Myocardial Tbx20 mediates endocardial regeneration by activating Bmp6 signaling. (A,B) Myocardial tbx20 overexpression upregulates BMP target genes id1 and id2b as well as the BMP ligand bmp6 after heart resection (A) or cryoinjury (B), respectively. Data from three biological replicates. Mean ± SEM, **p < 0.01, ***p < 0.001. (C–E) Representative ISH images of heart sections from DOX-treated uninjured Tg(TRE3G:tbx20) (C), 5 dpci Tg(TRE3G:tbx20) (D) and Tg(TRE3G:tbx20^CMOE) zebrafish (E,E’) with bmp6 probe. Red arrowheads indicate endocardium with bmp6 signal. (F–I) Representative ISH images of heart sections from 5 dpci DOX treated Tg(TRE3G:tbx20) and Tg(TRE3G:tbx20^CMOE) fish with id1(F,G) and id2b(H,I) probe. Red arrowheads indicate endocardium with id1(G’) and id2b(I’) signal in the injury site. (J) Experimental procedures for DOX treatment, cryoinjury, FISH combined with immunostaining experiments. (K,L) Representative images of FISH analysis of bmp6 (red) combined with immunostaining for GFP and α-actinin (blue) on heart sections from 5 dpci Tg(TRE3G:tbx20;flk:GFP) (K) and Tg(TRE3G:tbx20^CMOE;flk:GFP) (L) zebrafish. Boxed areas indicate locations of the magnified and channel-separated panels below. White arrowheads point to GFP⁺ cells with bmp6 transcripts in border zone and injury site (K-I,K-I’,L-I,L-I’), yellow arrows in (L-I) and (L-I’) indicate non-endocardial cells with bmp6 transcripts. (M) Dotted diagram indicates the percentage of bmp6⁺ endocardial cells in injury site from 5 dpci DOX treated Tg(TRE3G:tbx20) (K, n = 5) and Tg(TRE3G:tbx20^CMOE) (L, n = 6) fish. Mean ± SEM, ***p < 0.001. (N,O) Representative images of FISH analysis of id2b (red) combined with immunostaining for GFP and α-actinin (blue) on heart sections from 5 dpci Tg(TRE3G:tbx20;flk:GFP) (N) and Tg(TRE3G:tbx20^CMOE;flk:GFP) zebrafish (O). Boxed areas indicate locations of the magnified and channel-separated panels below. White arrowheads point to GFP⁺ cells with id2b transcripts in border zone and injury site (N-I,N-I’,O-I,O-I’), yellow arrows in (O-I) and (O-I’) indicate non-endocardial cells with id2b transcripts. (P) Dotted diagram indicates the percentage of id2b⁺ endocardial cells in injury sites from 5 dpci DOX treated Tg(TRE3G:tbx20) (N, n = 5) and Tg(TRE3G:tbx20^CMOE) (O, n = 5) fish. Mean ± SEM, ***p < 0.001. Dashed lines delineate the injured area. Scale bar: 100 μm (C-I,K,L,N,O), 20 μm (K-I-L-I’,N-I-O-I’).
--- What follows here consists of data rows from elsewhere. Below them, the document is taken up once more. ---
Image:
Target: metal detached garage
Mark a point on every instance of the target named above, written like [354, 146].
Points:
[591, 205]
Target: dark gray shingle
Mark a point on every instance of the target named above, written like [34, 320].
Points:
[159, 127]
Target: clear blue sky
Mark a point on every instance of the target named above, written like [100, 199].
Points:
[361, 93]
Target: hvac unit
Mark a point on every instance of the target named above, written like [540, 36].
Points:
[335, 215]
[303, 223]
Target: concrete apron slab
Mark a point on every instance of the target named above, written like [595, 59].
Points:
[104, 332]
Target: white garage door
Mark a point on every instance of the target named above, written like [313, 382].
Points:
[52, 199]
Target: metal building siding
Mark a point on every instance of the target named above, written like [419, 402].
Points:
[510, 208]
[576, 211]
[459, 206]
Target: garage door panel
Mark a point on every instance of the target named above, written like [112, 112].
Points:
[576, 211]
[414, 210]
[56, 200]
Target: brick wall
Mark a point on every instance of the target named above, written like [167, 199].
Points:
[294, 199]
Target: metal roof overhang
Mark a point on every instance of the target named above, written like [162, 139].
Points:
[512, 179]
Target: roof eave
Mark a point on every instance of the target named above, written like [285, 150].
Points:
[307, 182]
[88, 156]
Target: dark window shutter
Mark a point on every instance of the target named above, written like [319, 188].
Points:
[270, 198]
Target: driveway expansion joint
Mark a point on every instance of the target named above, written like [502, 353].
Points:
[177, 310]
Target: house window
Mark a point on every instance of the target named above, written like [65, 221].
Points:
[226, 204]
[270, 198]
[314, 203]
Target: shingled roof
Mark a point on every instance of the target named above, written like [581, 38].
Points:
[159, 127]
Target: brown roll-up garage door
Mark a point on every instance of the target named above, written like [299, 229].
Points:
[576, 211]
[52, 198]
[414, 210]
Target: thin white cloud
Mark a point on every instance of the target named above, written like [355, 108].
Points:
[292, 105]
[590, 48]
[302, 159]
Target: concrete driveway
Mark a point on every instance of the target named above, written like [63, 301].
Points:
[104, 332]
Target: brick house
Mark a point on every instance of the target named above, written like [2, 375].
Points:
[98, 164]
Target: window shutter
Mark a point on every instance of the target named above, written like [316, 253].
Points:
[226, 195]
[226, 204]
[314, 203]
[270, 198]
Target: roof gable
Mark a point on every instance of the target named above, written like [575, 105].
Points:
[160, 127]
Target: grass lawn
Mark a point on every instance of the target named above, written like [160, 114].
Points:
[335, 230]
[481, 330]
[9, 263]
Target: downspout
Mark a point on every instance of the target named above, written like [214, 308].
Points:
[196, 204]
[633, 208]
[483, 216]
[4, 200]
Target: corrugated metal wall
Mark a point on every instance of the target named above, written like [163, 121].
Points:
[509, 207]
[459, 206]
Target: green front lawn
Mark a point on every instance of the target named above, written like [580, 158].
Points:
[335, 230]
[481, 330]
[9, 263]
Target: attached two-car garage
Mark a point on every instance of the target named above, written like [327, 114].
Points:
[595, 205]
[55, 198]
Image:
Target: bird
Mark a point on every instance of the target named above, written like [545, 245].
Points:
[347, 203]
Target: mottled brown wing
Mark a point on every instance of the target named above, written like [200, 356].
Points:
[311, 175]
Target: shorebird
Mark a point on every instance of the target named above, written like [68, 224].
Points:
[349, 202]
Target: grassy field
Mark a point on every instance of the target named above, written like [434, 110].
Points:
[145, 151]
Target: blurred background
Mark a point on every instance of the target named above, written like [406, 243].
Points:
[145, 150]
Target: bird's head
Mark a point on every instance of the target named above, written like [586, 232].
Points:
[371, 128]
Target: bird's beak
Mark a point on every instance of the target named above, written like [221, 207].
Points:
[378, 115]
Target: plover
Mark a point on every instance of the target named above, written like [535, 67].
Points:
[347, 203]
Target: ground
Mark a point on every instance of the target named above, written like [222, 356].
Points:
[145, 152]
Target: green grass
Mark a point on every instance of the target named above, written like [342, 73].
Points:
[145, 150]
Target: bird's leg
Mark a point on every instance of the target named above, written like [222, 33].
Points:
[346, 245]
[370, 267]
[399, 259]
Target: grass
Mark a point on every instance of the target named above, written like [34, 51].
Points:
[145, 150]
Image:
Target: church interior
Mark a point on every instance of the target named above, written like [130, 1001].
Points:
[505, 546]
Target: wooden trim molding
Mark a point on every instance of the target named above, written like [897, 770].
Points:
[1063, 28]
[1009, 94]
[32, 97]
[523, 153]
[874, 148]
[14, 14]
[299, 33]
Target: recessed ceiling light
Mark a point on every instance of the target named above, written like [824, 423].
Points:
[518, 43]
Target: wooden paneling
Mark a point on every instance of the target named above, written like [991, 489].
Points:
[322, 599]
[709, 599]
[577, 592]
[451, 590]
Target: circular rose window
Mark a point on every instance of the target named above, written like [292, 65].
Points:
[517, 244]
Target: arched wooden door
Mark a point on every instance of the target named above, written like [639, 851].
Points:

Inhibition of Bmp6 signaling restricts endocardial cell proliferation activated by myocardial tbx20 overexpression. (A–F) Representative ISH images showing expression of id1(A–C) and id2b(D–F) in DOX treated Tg(TRE3G:tbx20^CMOE) fish at 5 dpci after vehicles or inhibitors treatment. Red arrowheads indicate endocardium with id1(A) and id2b(D) signal in the injury site. (G–L) Representative confocal fluorescence images of heart sections immunostained for Fli1 (green) and PCNA (red) from vehicle, LDN-193189 and K02288 treated control (G–I) and myocardial tbx20 overexpressing fish (J–L) at 5 dpci. Boxed areas indicate locations of the magnified insets. Arrowheads point to the Fli1⁺PCNA⁺ proliferating endocardial cells. (M) Scatter plot showing the percentage of Fli1⁺ cell proliferation ratio in the border zone and injury site from (G–L). The values are mean ± S.E.M. Two-way ANOVA followed with Tukey’s multiple comparison test. n.s.: none significance, ***p < 0.001. (N) Model of myocardial tbx20 function during zebrafish heart regeneration: In CMs, myocardial tbx20 overexpression promotes CM dedifferentiation and proliferation following injury. In addition, myocardial tbx20 promotes endocardial regenerative progress by enhancing its proliferation via partially through Bmp6 signaling. Dashed lines delineate the injured area. Scale bar: 100 μm.